W sieci zawrzało po tym, jak jeden z ukraiński dziennikarz Jurij Butusow podał, że rosyjski bombowiec lecący nad Wołyniem wleciał w polską przestrzeń powietrzną. Ukraiński dziennikarz opublikował informację na Twitterze.
Wiadomość Ukraińca dalej podał analityk Michał Marek, który zaznaczył, że trzeba ją zweryfikować.
„Rzeczpospolita” dostała odpowiedź od Ministerstwa Obrony Narodowej, czy rzeczywiście rosyjski wojskowy samolot przekroczył polską granicę i wleciał w naszą przestrzeń powietrzną.

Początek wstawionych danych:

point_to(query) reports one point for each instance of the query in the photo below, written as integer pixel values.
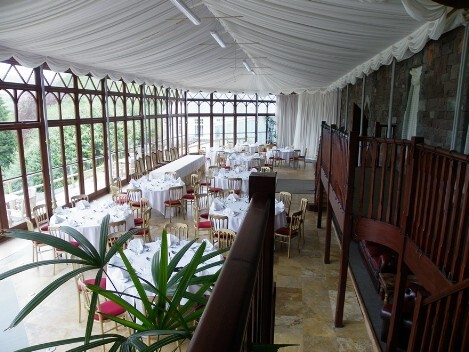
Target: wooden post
(265, 182)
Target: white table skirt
(236, 211)
(183, 167)
(88, 221)
(157, 191)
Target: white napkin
(229, 212)
(279, 206)
(136, 245)
(217, 204)
(208, 245)
(233, 197)
(82, 204)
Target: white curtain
(287, 107)
(409, 126)
(312, 110)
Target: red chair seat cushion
(204, 224)
(109, 308)
(172, 202)
(138, 221)
(92, 281)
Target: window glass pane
(99, 155)
(87, 155)
(229, 130)
(27, 106)
(7, 112)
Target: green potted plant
(171, 317)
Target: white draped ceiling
(294, 45)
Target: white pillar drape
(409, 126)
(287, 107)
(312, 110)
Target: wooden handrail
(462, 285)
(224, 325)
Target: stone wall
(440, 61)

1/2 #Ukraina dziennikarz Jurij Butusow poinformował, iż o godzinie 12:15 (PL) rosyjski samolot bojowy wleciał w polską przestrzeń powietrzną od strony Wołynia – Informacja wymaga jednak potwierdzenia! pic.twitter.com/AiD0pE6eIC
— Michał Marek (@mic_marek) March 21, 2022
Resort skomentował dziennikowi:
„Siły Zbrojne RP monitorują sytuację i podejmują niezbędne działania, aby zapewnić bezpieczeństwo kraju. Jednocześnie informujemy, że w obecnej sytuacji, ze zrozumiałych względów, nie będziemy podawać szczegółów pozwalających na identyfikację, lokalizację zaangażowanych sił i środków, wykorzystywanych systemów, prowadzonego rozpoznania oraz działań”.
.@MON_GOV_PL w odpowiedzi dla @rzeczpospolita
— Marek Kozubal (@marek_kozubal) March 21, 2022
nie potwierdza informacji o naruszeniu polskiej przestrzeni powietrznej. "Siły Zbrojne RP monitorują sytuację i podejmują niezbędne działania aby zapewnić bezpieczeństwo kraju" – dodaje ministerstwo.